The changes mean passengers will pay more the further they fly
The world's airline industry is urging the UK government to abandon a rise in air passenger duty, which would mean long-haul flight prices rising.
The International Air Transport Association warns the levy is damaging an industry already on its knees.
Britain is the only place to have such a tax and the Treasury now wants to base it on how far people fly.
Ministers say flying is relatively "undertaxed" and the changes "better reflect the environmental costs".
The duty is currently £10 for short-haul flights and £40 for longer journeys, costs which airlines pass on to passengers.
Under the government's plans, the tax will rise to £85 for Australia and £60 to the US by November next year.
The International Air Transport Association (IATA), which represents the world's airlines, has described the tax as "irresponsible".

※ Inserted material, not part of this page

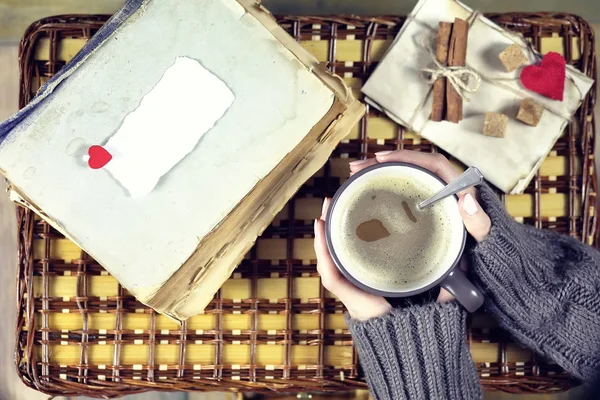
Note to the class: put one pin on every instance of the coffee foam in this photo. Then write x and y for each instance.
(414, 254)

Giovanni Bisignani, of IATA, said: "We are in survival mode... we don't understand why the UK is still insisting with an air passengers duty that has nothing to do with the environment."
The industry aimed to become carbon neutral by 2020, he said.
The airlines and unions are united in calling for a government re-think.
They say it will put tens of thousands of jobs at risk and damage the UK's position as a global hub as more passengers start to use European airports where there is no tax.
There are 200 fewer routes operating from the UK this summer compared to last.
Julia Simpson, head of corporate communications at British Airways, said: "It is a crazy tax that the government should scrap.
"A family of four travelling to Australia is going to be facing a bill of £340 before they have set foot on the plane and paid for their tickets."
But Darren Johnson, from the Green Party, said it was a good thing if people were discouraged from flying.
"We need to be increasing the air passenger duty," he said. "Aviation is simply not paying its way in terms of the environmental damage it causes."
A Treasury spokesman said: "Flying is relatively undertaxed, with no VAT on tickets or duty on aviation fuel.
"The changes to aviation duty better reflect the environmental costs of flying and help ensure that aviation contributes its fair share to public services."